Plus encore, Flusser indique : « Ces images signifient des concepts se trouvant à l’intérieur de programmes, et elles programment la société à un comportement magique et secondaire21 » : la photographie est donc une « structure structurante », suivant Pierre Bourdieu — de la même manière que le langage22. D’une façon plus frontale, Jonas Lund avec sa série New Now (2016) utilise ces algorithmes pour analyser ses œuvres antérieures et proposer de nouveaux projets. Donc, la similitude avec l’existant n’est plus un curieux hasard — Klingermann retrouve une forme dans le biggan entrainé avec la base de données imagenet comprenant des millions d’images : (« De 9 298 à 14 millions de données, un tel bouleversement du volume des datasets23 »), Lund donne des formes caractéristiques à l’algorithme pour obtenir d’autres formes similaires. Ainsi : « La machine-exécutante devient ici machine-décideuse24 », il ne choisit pas la résultante, elle est optimisée à la manière d’un bien de consommation. À l’inverse, Mario Klingermann est dans un rôle de curateur — il ne produit ni les images, c’est un algorithme qui l’effectue, il ne choisit pas non plus la base de données à envoyer à celui-ci, le modèle est pré-entrainé suivant la base de données imagenet. Il infère une sélection en se faisant poindre par le punctum de l’image — comme le définit Roland Barthes : « Le punctum d’une photo c’est ce hasard qui, en elle, me point (mais aussi me meurtrit, me poigne25) ». Mais ici l’objet n’est pas un détail de la photographie — la génération n’étant pas contingente, c’est une projection de ce que voit/ressent Klingermann contrairement à la photographie où « […] c’est toujours quelque chose qui est représenté26 ». De la même manière que les photographies tendent à devenir leur propre monde, « Emportées dans une spirale infernale des médias, les images tendent à l’autonomiser vis-à-vis du monde réel, et à devenir elles-mêmes monde27 »

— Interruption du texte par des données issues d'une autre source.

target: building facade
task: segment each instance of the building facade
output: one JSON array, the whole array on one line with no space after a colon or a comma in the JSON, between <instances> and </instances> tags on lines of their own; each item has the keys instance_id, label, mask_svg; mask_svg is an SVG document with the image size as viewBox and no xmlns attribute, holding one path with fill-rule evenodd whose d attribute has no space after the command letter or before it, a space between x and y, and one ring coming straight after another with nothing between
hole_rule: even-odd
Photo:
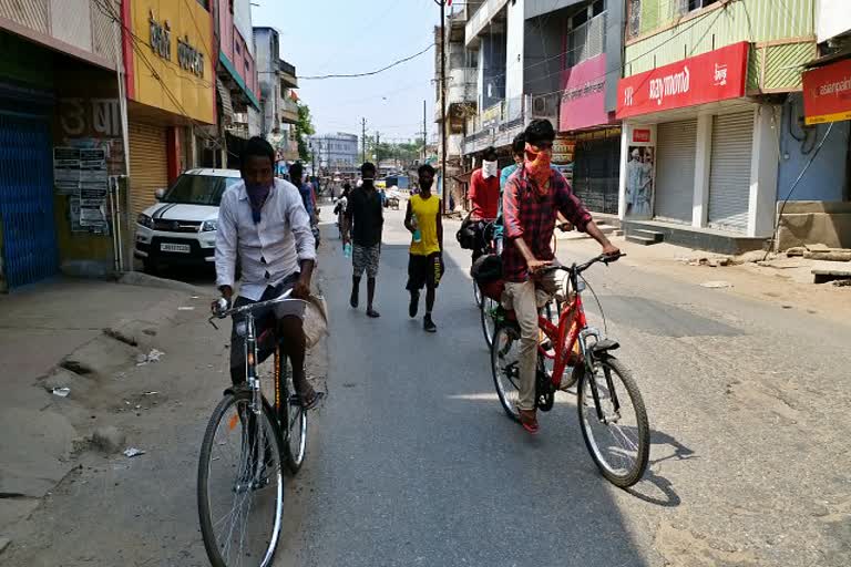
<instances>
[{"instance_id":1,"label":"building facade","mask_svg":"<svg viewBox=\"0 0 851 567\"><path fill-rule=\"evenodd\" d=\"M0 2L0 291L121 258L121 2ZM122 193L122 195L124 195Z\"/></svg>"},{"instance_id":2,"label":"building facade","mask_svg":"<svg viewBox=\"0 0 851 567\"><path fill-rule=\"evenodd\" d=\"M280 34L274 28L255 28L257 76L263 109L263 135L275 146L279 161L298 159L295 124L298 106L293 92L298 89L296 68L280 59Z\"/></svg>"},{"instance_id":3,"label":"building facade","mask_svg":"<svg viewBox=\"0 0 851 567\"><path fill-rule=\"evenodd\" d=\"M336 132L309 137L315 171L321 175L353 175L360 166L357 134Z\"/></svg>"},{"instance_id":4,"label":"building facade","mask_svg":"<svg viewBox=\"0 0 851 567\"><path fill-rule=\"evenodd\" d=\"M771 238L778 133L816 55L813 13L813 0L783 9L767 0L627 2L617 102L627 235L650 229L729 252Z\"/></svg>"}]
</instances>

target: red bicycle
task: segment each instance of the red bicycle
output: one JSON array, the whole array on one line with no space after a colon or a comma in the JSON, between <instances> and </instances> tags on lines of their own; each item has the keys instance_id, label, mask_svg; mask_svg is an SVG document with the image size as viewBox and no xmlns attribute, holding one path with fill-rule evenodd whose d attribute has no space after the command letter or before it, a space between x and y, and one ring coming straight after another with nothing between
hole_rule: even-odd
<instances>
[{"instance_id":1,"label":"red bicycle","mask_svg":"<svg viewBox=\"0 0 851 567\"><path fill-rule=\"evenodd\" d=\"M539 318L543 340L539 344L535 406L543 412L552 410L558 392L577 384L576 405L585 445L603 476L625 488L637 483L647 468L647 412L632 373L612 354L619 344L588 327L582 303L586 287L582 272L594 264L608 265L622 256L598 256L582 265L547 268L566 272L561 289L561 297L566 299L560 306L556 322L546 313ZM502 310L491 347L491 370L500 403L515 421L520 421L519 355L520 327L511 311ZM563 383L568 367L573 367L570 382Z\"/></svg>"}]
</instances>

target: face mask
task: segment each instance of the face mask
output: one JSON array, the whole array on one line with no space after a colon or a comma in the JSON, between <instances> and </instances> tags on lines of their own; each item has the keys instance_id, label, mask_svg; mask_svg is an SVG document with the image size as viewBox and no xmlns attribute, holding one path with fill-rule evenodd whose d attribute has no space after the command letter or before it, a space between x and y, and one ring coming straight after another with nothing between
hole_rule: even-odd
<instances>
[{"instance_id":1,"label":"face mask","mask_svg":"<svg viewBox=\"0 0 851 567\"><path fill-rule=\"evenodd\" d=\"M552 162L552 151L535 152L531 144L526 144L524 167L543 189L544 184L550 179L550 164Z\"/></svg>"}]
</instances>

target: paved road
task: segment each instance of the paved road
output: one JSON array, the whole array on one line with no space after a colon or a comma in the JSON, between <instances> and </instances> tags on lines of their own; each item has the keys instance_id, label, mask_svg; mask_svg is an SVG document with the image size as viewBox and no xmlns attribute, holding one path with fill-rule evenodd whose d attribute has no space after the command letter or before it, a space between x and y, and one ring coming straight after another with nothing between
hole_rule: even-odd
<instances>
[{"instance_id":1,"label":"paved road","mask_svg":"<svg viewBox=\"0 0 851 567\"><path fill-rule=\"evenodd\" d=\"M627 493L597 474L573 400L536 437L505 419L466 252L449 246L439 332L408 319L400 226L391 215L380 320L347 306L341 255L321 259L331 395L280 565L851 560L849 458L831 450L849 433L849 328L626 265L589 272L654 430L652 471ZM570 247L565 260L595 251Z\"/></svg>"},{"instance_id":2,"label":"paved road","mask_svg":"<svg viewBox=\"0 0 851 567\"><path fill-rule=\"evenodd\" d=\"M407 316L401 214L388 218L379 320L348 307L350 268L327 228L331 336L327 372L314 372L327 373L330 395L289 484L277 565L851 564L851 327L628 261L595 268L588 278L653 429L650 472L624 492L597 474L572 400L542 416L536 437L502 413L466 252L450 243L440 330L426 334ZM562 244L564 259L594 254ZM123 379L143 409L116 399L109 416L148 453L83 453L83 467L11 534L4 565L206 564L195 468L226 382L226 330L198 315L160 340L162 363ZM148 390L161 392L156 406Z\"/></svg>"}]
</instances>

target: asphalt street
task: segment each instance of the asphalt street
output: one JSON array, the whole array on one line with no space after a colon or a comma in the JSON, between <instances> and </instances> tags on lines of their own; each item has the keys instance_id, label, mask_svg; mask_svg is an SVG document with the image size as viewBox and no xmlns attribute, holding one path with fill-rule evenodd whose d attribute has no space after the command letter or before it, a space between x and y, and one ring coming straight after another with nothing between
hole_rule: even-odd
<instances>
[{"instance_id":1,"label":"asphalt street","mask_svg":"<svg viewBox=\"0 0 851 567\"><path fill-rule=\"evenodd\" d=\"M407 313L400 212L388 213L377 320L363 301L348 306L350 264L324 226L318 284L330 336L310 372L329 395L287 487L276 565L851 564L850 327L629 258L589 270L652 427L648 474L621 491L597 473L570 395L542 414L537 436L505 417L457 226L447 224L435 334ZM563 261L596 252L582 240L560 247ZM161 362L121 379L134 393L116 396L109 419L146 454L81 452L81 466L10 534L0 563L208 564L195 475L227 383L228 333L206 323L208 300L161 331ZM586 302L603 328L591 295Z\"/></svg>"}]
</instances>

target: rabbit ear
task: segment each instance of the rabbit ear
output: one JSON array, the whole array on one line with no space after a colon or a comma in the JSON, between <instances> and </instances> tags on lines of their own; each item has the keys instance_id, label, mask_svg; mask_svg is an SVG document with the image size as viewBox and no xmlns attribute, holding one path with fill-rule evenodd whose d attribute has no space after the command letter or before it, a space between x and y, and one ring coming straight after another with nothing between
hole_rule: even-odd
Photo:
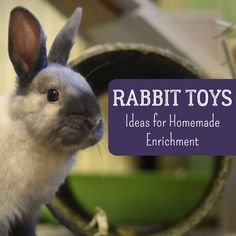
<instances>
[{"instance_id":1,"label":"rabbit ear","mask_svg":"<svg viewBox=\"0 0 236 236\"><path fill-rule=\"evenodd\" d=\"M58 33L49 52L48 60L50 62L66 65L70 50L78 34L81 16L82 9L77 8Z\"/></svg>"},{"instance_id":2,"label":"rabbit ear","mask_svg":"<svg viewBox=\"0 0 236 236\"><path fill-rule=\"evenodd\" d=\"M23 7L12 10L9 22L8 52L19 77L27 87L33 77L47 66L46 37L38 20Z\"/></svg>"}]
</instances>

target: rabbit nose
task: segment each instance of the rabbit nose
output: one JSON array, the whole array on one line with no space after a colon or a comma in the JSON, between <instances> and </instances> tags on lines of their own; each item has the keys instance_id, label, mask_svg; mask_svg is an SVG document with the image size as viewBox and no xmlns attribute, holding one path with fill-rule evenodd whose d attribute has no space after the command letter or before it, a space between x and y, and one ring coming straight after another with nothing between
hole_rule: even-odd
<instances>
[{"instance_id":1,"label":"rabbit nose","mask_svg":"<svg viewBox=\"0 0 236 236\"><path fill-rule=\"evenodd\" d=\"M86 124L87 124L87 127L91 130L91 131L94 131L97 126L99 125L100 123L100 120L96 120L96 121L92 121L92 120L87 120L86 121Z\"/></svg>"}]
</instances>

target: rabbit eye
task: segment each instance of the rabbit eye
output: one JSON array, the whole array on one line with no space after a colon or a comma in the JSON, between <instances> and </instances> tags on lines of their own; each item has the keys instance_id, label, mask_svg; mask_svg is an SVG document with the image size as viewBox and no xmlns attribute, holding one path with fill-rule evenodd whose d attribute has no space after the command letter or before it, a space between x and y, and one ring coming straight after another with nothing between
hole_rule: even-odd
<instances>
[{"instance_id":1,"label":"rabbit eye","mask_svg":"<svg viewBox=\"0 0 236 236\"><path fill-rule=\"evenodd\" d=\"M59 99L59 92L56 89L49 89L47 98L49 102L56 102Z\"/></svg>"}]
</instances>

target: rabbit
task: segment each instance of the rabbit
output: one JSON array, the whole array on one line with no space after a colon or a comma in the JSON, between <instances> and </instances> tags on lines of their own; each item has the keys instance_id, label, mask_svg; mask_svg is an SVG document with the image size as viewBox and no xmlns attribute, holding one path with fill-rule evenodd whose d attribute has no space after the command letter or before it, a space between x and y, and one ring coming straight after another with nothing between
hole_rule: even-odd
<instances>
[{"instance_id":1,"label":"rabbit","mask_svg":"<svg viewBox=\"0 0 236 236\"><path fill-rule=\"evenodd\" d=\"M39 208L64 182L76 153L99 142L104 124L85 78L67 60L82 9L77 8L46 52L38 19L16 7L8 52L16 86L0 98L0 235L33 236Z\"/></svg>"}]
</instances>

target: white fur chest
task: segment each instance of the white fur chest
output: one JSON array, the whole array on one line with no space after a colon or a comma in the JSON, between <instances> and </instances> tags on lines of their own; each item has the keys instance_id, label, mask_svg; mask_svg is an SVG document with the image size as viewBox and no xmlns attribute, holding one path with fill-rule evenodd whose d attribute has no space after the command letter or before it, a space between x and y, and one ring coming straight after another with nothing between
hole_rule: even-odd
<instances>
[{"instance_id":1,"label":"white fur chest","mask_svg":"<svg viewBox=\"0 0 236 236\"><path fill-rule=\"evenodd\" d=\"M0 97L0 217L12 218L48 202L75 161L37 146Z\"/></svg>"}]
</instances>

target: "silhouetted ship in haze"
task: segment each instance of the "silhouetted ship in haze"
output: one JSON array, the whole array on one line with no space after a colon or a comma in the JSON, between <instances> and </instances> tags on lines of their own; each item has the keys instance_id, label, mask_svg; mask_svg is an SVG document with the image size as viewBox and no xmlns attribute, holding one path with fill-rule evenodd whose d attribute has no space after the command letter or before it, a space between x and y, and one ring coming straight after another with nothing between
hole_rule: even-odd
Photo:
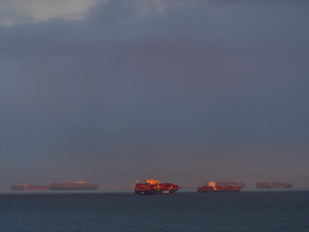
<instances>
[{"instance_id":1,"label":"silhouetted ship in haze","mask_svg":"<svg viewBox=\"0 0 309 232\"><path fill-rule=\"evenodd\" d=\"M257 188L290 188L293 187L292 184L276 182L272 183L268 180L264 182L256 183Z\"/></svg>"},{"instance_id":2,"label":"silhouetted ship in haze","mask_svg":"<svg viewBox=\"0 0 309 232\"><path fill-rule=\"evenodd\" d=\"M205 186L197 188L199 192L239 192L241 189L240 187L232 186L216 186L216 182L210 180Z\"/></svg>"},{"instance_id":3,"label":"silhouetted ship in haze","mask_svg":"<svg viewBox=\"0 0 309 232\"><path fill-rule=\"evenodd\" d=\"M147 179L145 183L136 184L135 193L138 195L166 195L173 194L178 190L178 186L170 183L158 183L159 180Z\"/></svg>"},{"instance_id":4,"label":"silhouetted ship in haze","mask_svg":"<svg viewBox=\"0 0 309 232\"><path fill-rule=\"evenodd\" d=\"M205 182L204 184L207 185L208 182ZM217 182L216 183L216 186L235 186L240 187L243 188L246 187L245 183L243 182L236 181L236 182Z\"/></svg>"},{"instance_id":5,"label":"silhouetted ship in haze","mask_svg":"<svg viewBox=\"0 0 309 232\"><path fill-rule=\"evenodd\" d=\"M76 183L52 183L49 185L49 190L96 190L99 186L97 184L78 182Z\"/></svg>"},{"instance_id":6,"label":"silhouetted ship in haze","mask_svg":"<svg viewBox=\"0 0 309 232\"><path fill-rule=\"evenodd\" d=\"M49 190L49 185L15 184L11 186L11 190L15 191L34 191Z\"/></svg>"},{"instance_id":7,"label":"silhouetted ship in haze","mask_svg":"<svg viewBox=\"0 0 309 232\"><path fill-rule=\"evenodd\" d=\"M96 190L99 187L97 184L88 183L83 182L76 183L52 183L49 185L36 184L17 184L11 186L11 189L15 191L34 191L45 190Z\"/></svg>"}]
</instances>

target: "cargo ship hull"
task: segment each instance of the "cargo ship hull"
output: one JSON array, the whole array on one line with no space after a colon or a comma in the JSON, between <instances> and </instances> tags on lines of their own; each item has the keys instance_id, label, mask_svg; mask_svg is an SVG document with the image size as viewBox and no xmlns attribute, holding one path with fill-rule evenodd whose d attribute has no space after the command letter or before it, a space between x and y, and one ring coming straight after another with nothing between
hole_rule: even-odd
<instances>
[{"instance_id":1,"label":"cargo ship hull","mask_svg":"<svg viewBox=\"0 0 309 232\"><path fill-rule=\"evenodd\" d=\"M215 182L212 180L202 187L197 188L198 192L239 192L241 188L232 186L216 186Z\"/></svg>"},{"instance_id":2,"label":"cargo ship hull","mask_svg":"<svg viewBox=\"0 0 309 232\"><path fill-rule=\"evenodd\" d=\"M256 187L257 188L291 188L292 186L259 186Z\"/></svg>"},{"instance_id":3,"label":"cargo ship hull","mask_svg":"<svg viewBox=\"0 0 309 232\"><path fill-rule=\"evenodd\" d=\"M97 190L98 189L98 187L77 187L77 188L54 188L49 189L49 190Z\"/></svg>"},{"instance_id":4,"label":"cargo ship hull","mask_svg":"<svg viewBox=\"0 0 309 232\"><path fill-rule=\"evenodd\" d=\"M153 190L151 191L141 190L135 191L135 193L138 195L169 195L173 194L177 190Z\"/></svg>"},{"instance_id":5,"label":"cargo ship hull","mask_svg":"<svg viewBox=\"0 0 309 232\"><path fill-rule=\"evenodd\" d=\"M240 189L197 190L199 192L239 192L240 191Z\"/></svg>"},{"instance_id":6,"label":"cargo ship hull","mask_svg":"<svg viewBox=\"0 0 309 232\"><path fill-rule=\"evenodd\" d=\"M16 184L11 186L11 190L14 191L42 191L49 190L47 185Z\"/></svg>"},{"instance_id":7,"label":"cargo ship hull","mask_svg":"<svg viewBox=\"0 0 309 232\"><path fill-rule=\"evenodd\" d=\"M265 182L256 183L257 188L291 188L293 187L292 184L279 183L267 181Z\"/></svg>"},{"instance_id":8,"label":"cargo ship hull","mask_svg":"<svg viewBox=\"0 0 309 232\"><path fill-rule=\"evenodd\" d=\"M14 191L42 191L49 190L49 188L24 188L19 189L12 189Z\"/></svg>"},{"instance_id":9,"label":"cargo ship hull","mask_svg":"<svg viewBox=\"0 0 309 232\"><path fill-rule=\"evenodd\" d=\"M178 186L171 183L158 183L155 179L147 179L145 183L137 183L135 193L138 195L170 195L177 190Z\"/></svg>"}]
</instances>

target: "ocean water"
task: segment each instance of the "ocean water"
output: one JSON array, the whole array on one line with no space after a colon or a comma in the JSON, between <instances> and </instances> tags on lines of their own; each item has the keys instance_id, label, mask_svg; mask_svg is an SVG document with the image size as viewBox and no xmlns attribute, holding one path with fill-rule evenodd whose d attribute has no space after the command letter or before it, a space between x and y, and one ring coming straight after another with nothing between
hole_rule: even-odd
<instances>
[{"instance_id":1,"label":"ocean water","mask_svg":"<svg viewBox=\"0 0 309 232\"><path fill-rule=\"evenodd\" d=\"M309 188L0 191L1 232L309 231Z\"/></svg>"}]
</instances>

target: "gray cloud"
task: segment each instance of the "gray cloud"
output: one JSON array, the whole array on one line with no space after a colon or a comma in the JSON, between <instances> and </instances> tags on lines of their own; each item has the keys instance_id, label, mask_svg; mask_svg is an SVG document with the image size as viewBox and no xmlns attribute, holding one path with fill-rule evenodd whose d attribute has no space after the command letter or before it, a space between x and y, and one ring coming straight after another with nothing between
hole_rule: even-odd
<instances>
[{"instance_id":1,"label":"gray cloud","mask_svg":"<svg viewBox=\"0 0 309 232\"><path fill-rule=\"evenodd\" d=\"M99 2L79 20L0 26L0 187L303 186L308 5L188 2Z\"/></svg>"}]
</instances>

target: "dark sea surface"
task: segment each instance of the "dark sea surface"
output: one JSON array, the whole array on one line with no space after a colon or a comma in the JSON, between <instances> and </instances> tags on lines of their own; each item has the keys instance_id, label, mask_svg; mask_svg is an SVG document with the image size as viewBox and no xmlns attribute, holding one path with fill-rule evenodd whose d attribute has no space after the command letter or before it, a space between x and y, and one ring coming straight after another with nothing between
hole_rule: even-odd
<instances>
[{"instance_id":1,"label":"dark sea surface","mask_svg":"<svg viewBox=\"0 0 309 232\"><path fill-rule=\"evenodd\" d=\"M0 231L309 231L309 188L0 191Z\"/></svg>"}]
</instances>

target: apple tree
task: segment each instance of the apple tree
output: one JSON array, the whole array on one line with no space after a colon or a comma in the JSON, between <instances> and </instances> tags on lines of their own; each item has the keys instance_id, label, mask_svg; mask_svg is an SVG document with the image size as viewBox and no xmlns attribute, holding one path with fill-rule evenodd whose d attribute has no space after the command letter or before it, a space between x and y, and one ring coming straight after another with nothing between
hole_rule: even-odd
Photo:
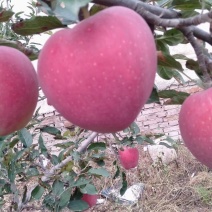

  1. « Imaginer avec le possible des réseaux de neurones », sur Gregory Chatonsky, s. d. (en ligne : http://chatonsky.net/imager-neurones/ ; consulté le 5 avril 2021)↩︎

  2. A. Masure, « Résister aux boîtes noires. Design et intelligences artificielles », op. cit., p. 43↩︎

  3. P.-D. Huyghe, « Le devenir authentiques des techniques », op. cit.25:00↩︎

  4. Muda, Vera Molnar talks about randomness, op. cit.↩︎

  5. Traduction : Les artistes travaillant avec l’IA ont une grande opportunité de rejeté l’obession du monde de l’art pour le travail avec des images [...] avec l’IA, un artiste peut générer tant d’images distincts Limites et potentiels de l’intelligence artificielle — Forum Vertigo 2020 (2/5), op. cit.1:40:00↩︎

fig. 12 Infinite skulls Ronan Barrat, Ronan Barot (2019), huile sur toile, impression UV sur plexiglass. 27 x 44 cm

Chatonsky définit donc ces créations comme monde : « [l’imagination artificielle] est comme une force de propositions à laquelle je m’adapte, à la manière d’un monde qui existe déjà, qui est là. Ce monde est la mémoire de millions d’images qui se mêlent, dont les catégories se métamorphosent pour créer une surréalité d’un genre nouveau28 ».
Les artistes plasticiens Ronan Barrot et Robbie Barrat s’étaient associés en 2019 pour produire infinite skull (2019) (fig. ) à la Avant Galerie Vossen. Elle présente une série de production de vanités produite par Barrot et une série produite par un réseau antagoniste de neurones ayant appris depuis la production de Barrot. Les deux productions dans l’espace de la galerie sont mises côte à côte, rendant indiscernable « l’originale » de la « copie ». L’IA est ici dans un mimétisme de l’existant, elle s’en différencie cependant par les techniques de reproduction : l’impression numérique ne peut pas produire de volume et de matière sur le support contrairement à l’usage du médium de la peinture par Ronan Barrot. « Le phénomène de copie n’est pas forcément inintéressant et traverse toute l’histoire de l’art29 », explique Anthony Masure.
Robbie Barrat doit donc trouver et sélectionner les générations pour qu’il y ait le plus de variations entre elles et qu’elles restent le plus proches du corpus initial.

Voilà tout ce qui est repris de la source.